Suppose they're ordered $a_1\leq a_2\leq \ldots\leq a_{2004}$. Since $\sum_{i=1}^{2003}i^2=2003\cdot 334\cdot4007>2003^2$, we have that $\sum_{i=1}^{2004}\left(\frac{5(i-1)}{2003}\right)^2>25$. Thus there's some $a_i$ with $a_i<\left(\frac{5(i-1)}{2003}\right)^2$; let $i$ be the least such index. Clearly $i>1$; then $\frac{5(i-2)}{2003}\leq\sqrt{a_{i-1}}\leq\sqrt{a_i}<\frac{5(i-1)}{2003}$. Taking the differences of the two outer inequalities gives the required result. There was a fair amount of boiling down there. Why would they choose $\frac{5}{2003}$? They could've chosen any number at least $\frac{5}{\sqrt{2003\cdot334\cdot4007}}\approx 0.00009657097$, whereas $\frac{5}{2003}\approx0.00249626$. They were off by about an order of magnitude.

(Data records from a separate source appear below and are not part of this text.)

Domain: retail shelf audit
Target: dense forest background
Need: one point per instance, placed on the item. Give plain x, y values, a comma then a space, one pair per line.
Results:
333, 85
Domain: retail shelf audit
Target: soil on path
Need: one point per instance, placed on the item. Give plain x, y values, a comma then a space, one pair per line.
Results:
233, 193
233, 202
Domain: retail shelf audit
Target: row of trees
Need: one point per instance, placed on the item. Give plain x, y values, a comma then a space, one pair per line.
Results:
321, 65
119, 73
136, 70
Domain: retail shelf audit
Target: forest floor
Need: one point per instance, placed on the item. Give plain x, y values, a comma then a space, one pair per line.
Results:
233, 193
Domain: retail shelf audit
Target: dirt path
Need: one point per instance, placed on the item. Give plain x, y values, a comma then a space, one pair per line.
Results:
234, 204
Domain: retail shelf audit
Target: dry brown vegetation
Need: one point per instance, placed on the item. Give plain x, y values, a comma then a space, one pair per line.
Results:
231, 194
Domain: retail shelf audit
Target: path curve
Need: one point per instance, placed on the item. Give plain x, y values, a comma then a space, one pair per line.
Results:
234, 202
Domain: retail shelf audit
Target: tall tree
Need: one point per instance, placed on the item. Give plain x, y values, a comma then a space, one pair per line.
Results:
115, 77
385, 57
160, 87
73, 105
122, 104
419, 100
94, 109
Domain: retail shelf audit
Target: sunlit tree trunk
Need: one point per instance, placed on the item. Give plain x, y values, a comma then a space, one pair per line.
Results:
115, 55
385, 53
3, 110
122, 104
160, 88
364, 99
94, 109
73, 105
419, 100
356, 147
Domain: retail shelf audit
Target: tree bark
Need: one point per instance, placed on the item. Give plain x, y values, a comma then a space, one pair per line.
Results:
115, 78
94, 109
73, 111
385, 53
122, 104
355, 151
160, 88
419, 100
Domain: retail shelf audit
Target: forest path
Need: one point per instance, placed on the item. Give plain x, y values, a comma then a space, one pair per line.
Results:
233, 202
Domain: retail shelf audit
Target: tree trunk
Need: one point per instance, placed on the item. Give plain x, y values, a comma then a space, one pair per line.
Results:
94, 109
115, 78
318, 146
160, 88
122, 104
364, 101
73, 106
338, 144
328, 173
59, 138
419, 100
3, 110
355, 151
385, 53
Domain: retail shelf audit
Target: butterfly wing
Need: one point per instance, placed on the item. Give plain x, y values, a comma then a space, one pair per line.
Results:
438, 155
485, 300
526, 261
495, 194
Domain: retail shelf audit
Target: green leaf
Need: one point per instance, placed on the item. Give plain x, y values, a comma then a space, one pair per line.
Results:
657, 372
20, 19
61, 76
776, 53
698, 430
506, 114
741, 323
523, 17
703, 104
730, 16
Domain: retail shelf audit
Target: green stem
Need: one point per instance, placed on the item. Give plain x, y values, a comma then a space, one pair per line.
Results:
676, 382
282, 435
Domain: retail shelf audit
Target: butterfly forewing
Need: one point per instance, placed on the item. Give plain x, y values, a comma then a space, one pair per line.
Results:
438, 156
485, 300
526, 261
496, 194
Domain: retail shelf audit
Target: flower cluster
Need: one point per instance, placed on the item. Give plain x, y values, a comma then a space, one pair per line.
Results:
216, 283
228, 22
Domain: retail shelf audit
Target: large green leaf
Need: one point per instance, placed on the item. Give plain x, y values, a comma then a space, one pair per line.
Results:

I think that there was a typo in the questionnaire... I think that they meant that all of $a_1$, ..., $a_{2004}$ are less than or equal to 25, not the sum of them...

Here is a faster solution: Assume the hypothesis is false, and $|\sqrt{a_i}-\sqrt{a_j}|>5/2003$ for all $j\neq i$. Now, let $a_1<a_2<\cdots<a_{2004}$ without loss of generality. We have $\sqrt{a_{k+1}}-\sqrt{a_k}>5/2003$ for all $k$. Summing these inequalities up for $k=1,2,\dots,2003$, we get that $\sqrt{a_{2004}}-\sqrt{a_1}>5$. This yields $a_{2004}>25$, which contradicts with $a_1+\cdots+a_{2004}\leqslant 25$.